Precipitation and temperature shape the biogeography of arbuscular mycorrhizal fungi across a 1500 km latitudinal transect in the Brazilian Caatinga

Arbuscular mycorrhizal fungi (AMF), an important group of plant root symbionts, remain poorly studied in the Neotropics. We used Illumina LSU amplicon sequencing to test whether AMF communities in soil and roots are shaped by deterministic or neutral processes along a 20° latitudinal transect in the Caatinga of Brazil, a unique dry forest eco-region. Glomeraceae was the most abundant and diverse family, resembling more paleotropical Africa and European croplands than other tropical forests from South America. AMF communities showed strong biogeographic structure inconsistent with a classical latitudinal diversity gradient, and further differed between soil and roots. Soil AMF biogeography was best correlated with precipitation; richness increased towards both ends of the latitudinal transect where precipitation increased, and community composition converged. Root AMF diversity weakened towards the equator, at a latitude where soil AMF diversity was highest.
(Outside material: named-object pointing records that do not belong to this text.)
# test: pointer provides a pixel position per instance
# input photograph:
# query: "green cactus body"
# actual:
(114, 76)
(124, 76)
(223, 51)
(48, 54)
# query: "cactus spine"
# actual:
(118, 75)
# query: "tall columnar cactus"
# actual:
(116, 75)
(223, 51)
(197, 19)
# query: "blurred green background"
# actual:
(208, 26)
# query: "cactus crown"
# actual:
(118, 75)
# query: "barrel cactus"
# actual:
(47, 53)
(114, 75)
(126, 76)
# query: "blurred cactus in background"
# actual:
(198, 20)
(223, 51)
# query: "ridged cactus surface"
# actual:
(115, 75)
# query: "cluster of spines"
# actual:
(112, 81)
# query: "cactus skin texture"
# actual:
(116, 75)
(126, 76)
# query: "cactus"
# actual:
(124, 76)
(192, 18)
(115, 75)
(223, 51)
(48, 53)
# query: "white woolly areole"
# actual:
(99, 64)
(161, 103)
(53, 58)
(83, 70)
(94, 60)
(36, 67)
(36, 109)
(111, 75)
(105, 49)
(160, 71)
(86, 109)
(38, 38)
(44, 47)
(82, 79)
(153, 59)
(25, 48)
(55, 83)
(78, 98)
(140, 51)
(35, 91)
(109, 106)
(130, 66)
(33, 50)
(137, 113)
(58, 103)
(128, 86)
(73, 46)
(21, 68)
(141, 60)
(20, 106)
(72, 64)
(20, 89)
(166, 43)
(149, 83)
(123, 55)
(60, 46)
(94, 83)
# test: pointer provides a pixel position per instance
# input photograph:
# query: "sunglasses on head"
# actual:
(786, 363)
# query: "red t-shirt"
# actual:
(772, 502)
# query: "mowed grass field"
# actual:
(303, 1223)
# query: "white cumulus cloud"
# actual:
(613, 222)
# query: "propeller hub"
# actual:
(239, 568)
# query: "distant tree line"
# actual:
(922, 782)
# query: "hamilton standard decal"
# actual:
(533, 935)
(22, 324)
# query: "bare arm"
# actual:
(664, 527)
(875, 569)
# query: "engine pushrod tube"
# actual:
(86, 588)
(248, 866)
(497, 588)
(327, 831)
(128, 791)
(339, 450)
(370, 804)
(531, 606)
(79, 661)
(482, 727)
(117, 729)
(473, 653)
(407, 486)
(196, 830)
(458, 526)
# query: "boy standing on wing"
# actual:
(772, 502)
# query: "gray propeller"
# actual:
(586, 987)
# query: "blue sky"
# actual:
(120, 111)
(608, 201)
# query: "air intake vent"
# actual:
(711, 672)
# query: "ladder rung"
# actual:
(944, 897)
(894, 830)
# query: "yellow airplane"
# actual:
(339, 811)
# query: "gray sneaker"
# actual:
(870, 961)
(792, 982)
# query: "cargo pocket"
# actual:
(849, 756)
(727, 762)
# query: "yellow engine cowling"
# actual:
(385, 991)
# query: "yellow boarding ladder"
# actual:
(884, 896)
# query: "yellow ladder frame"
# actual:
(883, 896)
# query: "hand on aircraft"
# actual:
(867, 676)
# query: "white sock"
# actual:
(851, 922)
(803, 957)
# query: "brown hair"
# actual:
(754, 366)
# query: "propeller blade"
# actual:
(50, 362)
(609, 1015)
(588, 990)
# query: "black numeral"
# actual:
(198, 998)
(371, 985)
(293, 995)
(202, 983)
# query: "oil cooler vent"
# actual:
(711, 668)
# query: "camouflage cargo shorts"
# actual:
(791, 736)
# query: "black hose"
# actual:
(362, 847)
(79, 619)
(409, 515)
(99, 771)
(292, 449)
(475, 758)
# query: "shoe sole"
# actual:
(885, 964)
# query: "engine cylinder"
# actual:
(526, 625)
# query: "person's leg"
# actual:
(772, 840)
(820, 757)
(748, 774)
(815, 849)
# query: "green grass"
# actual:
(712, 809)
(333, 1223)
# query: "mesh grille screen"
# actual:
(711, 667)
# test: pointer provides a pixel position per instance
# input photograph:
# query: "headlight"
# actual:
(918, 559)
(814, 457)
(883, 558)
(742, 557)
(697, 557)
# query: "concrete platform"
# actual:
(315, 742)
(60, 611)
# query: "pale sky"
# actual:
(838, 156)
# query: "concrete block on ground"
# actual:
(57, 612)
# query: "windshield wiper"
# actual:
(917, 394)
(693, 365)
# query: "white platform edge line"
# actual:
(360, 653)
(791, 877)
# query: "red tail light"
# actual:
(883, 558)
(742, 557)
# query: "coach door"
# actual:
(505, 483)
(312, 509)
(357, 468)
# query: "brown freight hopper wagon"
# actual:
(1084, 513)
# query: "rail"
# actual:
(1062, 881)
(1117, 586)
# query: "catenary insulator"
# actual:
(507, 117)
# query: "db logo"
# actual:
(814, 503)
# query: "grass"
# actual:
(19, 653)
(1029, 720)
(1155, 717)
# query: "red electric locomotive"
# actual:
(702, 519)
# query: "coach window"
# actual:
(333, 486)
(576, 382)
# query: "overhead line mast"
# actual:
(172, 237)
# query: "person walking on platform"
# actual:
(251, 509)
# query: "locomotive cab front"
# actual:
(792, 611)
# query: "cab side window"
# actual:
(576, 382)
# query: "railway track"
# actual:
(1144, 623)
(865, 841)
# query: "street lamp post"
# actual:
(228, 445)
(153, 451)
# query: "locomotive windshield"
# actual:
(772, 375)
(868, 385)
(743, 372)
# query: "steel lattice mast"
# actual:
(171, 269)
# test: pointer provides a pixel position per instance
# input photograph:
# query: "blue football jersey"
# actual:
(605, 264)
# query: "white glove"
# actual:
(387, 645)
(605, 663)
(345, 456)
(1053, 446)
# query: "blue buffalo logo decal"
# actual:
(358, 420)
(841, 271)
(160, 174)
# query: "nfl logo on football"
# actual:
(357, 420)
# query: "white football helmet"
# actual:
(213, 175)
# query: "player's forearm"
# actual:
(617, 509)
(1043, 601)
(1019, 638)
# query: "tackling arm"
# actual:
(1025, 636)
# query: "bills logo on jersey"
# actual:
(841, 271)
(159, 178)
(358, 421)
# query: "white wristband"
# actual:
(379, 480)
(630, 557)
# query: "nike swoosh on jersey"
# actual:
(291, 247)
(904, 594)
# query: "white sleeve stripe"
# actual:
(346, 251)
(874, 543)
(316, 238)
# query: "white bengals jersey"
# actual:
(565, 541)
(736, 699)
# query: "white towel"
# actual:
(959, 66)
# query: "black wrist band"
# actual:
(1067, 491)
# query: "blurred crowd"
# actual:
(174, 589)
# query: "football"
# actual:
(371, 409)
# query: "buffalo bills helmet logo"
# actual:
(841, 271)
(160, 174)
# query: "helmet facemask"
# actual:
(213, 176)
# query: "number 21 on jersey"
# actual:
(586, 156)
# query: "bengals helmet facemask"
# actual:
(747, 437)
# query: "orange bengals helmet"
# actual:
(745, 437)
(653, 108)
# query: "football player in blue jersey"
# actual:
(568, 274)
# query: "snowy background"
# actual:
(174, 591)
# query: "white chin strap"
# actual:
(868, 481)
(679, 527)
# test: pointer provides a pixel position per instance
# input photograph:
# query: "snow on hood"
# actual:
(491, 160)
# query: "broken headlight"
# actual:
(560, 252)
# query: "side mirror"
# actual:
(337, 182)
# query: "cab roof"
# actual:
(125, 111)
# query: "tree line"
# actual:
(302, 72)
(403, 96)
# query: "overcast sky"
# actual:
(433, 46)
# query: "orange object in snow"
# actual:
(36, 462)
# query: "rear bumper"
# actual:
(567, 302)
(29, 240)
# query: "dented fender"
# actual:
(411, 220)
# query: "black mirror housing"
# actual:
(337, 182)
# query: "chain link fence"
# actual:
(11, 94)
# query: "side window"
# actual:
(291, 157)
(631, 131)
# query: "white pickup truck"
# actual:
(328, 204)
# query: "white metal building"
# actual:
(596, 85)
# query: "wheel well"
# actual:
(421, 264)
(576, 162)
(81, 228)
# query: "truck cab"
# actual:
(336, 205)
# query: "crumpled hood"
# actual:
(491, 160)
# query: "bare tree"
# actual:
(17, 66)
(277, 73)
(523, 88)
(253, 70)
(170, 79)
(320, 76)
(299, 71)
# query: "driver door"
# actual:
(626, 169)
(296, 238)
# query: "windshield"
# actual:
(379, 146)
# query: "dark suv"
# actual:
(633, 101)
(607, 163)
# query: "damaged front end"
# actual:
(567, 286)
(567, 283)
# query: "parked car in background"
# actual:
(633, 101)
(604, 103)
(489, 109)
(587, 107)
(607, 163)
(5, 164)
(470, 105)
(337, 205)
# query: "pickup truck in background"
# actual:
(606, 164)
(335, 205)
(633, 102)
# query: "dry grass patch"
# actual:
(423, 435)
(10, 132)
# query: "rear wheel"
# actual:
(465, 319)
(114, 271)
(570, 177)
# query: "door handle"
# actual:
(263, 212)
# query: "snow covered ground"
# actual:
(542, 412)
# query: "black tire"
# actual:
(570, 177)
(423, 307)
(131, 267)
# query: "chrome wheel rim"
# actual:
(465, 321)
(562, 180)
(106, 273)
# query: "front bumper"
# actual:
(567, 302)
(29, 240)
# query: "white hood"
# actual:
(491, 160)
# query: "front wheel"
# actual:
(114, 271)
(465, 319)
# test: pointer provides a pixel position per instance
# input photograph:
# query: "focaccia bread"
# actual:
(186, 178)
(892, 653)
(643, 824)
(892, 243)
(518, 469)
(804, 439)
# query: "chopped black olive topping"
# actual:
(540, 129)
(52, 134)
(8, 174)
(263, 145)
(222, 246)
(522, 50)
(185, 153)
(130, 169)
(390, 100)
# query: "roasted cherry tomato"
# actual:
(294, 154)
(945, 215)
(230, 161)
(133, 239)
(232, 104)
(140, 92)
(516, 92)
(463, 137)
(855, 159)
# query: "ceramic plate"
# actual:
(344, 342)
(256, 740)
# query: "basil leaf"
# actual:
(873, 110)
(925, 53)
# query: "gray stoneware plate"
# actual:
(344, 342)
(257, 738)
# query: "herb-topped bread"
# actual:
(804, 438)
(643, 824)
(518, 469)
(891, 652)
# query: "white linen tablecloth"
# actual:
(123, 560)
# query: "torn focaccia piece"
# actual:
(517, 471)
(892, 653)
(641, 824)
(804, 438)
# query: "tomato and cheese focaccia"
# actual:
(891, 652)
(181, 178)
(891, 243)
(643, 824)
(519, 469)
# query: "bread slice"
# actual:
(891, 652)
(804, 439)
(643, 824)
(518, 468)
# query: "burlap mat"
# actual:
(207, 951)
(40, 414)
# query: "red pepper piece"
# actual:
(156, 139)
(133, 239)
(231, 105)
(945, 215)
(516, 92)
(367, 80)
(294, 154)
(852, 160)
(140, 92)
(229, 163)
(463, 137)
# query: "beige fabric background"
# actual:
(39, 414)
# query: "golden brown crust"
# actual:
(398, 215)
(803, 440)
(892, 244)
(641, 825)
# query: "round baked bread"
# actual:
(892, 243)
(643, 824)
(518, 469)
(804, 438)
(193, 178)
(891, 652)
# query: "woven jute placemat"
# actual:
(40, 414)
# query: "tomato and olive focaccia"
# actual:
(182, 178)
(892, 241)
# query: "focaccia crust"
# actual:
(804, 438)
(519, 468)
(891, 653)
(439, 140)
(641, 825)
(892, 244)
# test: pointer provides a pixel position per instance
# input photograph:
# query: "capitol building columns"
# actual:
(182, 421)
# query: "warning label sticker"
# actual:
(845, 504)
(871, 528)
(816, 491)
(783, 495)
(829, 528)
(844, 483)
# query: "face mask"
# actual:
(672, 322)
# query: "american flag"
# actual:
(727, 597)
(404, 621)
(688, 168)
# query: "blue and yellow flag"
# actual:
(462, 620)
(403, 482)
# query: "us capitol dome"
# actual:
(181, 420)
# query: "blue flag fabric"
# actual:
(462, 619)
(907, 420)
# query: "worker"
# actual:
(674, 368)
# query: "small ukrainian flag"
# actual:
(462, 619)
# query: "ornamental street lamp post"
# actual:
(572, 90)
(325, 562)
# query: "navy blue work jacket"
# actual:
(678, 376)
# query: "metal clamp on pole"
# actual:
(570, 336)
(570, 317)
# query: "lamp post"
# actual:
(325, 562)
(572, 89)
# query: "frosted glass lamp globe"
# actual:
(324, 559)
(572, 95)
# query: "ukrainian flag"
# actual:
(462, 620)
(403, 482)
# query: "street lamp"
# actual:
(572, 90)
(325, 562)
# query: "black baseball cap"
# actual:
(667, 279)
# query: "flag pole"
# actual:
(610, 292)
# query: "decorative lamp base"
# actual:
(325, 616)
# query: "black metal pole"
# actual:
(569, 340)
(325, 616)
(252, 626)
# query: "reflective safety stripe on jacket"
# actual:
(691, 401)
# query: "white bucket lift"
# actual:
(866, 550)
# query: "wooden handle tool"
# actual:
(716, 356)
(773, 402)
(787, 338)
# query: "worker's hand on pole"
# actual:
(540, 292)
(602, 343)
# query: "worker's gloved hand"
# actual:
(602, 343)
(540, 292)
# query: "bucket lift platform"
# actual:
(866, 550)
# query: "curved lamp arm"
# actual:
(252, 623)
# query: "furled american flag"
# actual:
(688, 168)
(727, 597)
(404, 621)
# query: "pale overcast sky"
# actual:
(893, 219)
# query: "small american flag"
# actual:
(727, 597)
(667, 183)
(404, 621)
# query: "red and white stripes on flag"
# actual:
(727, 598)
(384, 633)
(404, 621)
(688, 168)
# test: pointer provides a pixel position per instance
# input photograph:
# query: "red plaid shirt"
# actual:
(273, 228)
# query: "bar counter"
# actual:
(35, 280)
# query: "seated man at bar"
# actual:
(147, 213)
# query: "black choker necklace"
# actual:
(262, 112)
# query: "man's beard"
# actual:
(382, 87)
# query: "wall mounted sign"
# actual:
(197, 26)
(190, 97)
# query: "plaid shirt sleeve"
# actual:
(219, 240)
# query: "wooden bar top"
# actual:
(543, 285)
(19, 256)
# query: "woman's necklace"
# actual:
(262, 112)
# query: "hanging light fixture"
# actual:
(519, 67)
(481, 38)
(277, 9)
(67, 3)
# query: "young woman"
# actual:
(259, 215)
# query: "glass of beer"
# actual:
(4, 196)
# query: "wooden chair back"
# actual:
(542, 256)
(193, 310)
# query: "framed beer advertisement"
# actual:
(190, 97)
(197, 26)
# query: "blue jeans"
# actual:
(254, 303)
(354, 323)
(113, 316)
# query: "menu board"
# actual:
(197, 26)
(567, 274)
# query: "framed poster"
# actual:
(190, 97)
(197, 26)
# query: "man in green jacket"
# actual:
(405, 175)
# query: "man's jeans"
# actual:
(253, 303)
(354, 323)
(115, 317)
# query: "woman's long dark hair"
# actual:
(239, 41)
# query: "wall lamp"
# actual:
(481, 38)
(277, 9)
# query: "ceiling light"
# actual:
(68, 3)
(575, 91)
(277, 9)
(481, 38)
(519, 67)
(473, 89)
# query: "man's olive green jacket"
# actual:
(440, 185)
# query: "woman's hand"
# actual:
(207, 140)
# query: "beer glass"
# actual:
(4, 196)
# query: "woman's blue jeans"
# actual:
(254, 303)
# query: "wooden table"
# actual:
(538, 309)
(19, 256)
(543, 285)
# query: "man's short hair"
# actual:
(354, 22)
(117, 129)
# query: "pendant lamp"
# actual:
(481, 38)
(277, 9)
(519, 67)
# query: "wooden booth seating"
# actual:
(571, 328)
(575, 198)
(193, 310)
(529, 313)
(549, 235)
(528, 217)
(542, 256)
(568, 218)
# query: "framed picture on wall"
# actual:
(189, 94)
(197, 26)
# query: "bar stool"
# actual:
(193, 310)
Root AMF biogeography correlated to temperature, with decreasing diversity at higher temperatures. We found no evidence of phylogenetic niche conservatism among AMF taxa. Our results suggest that niche-based processes in relation to regional climate, most importantly precipitation and temperature, shape the biogeography of AMF across the Caatinga, with niche partitioning among closely related AMF taxa. Given the expected decrease in precipitation and increase in temperature in the future, climate change may strongly affect AMF biodiversity in neotropical dry forests.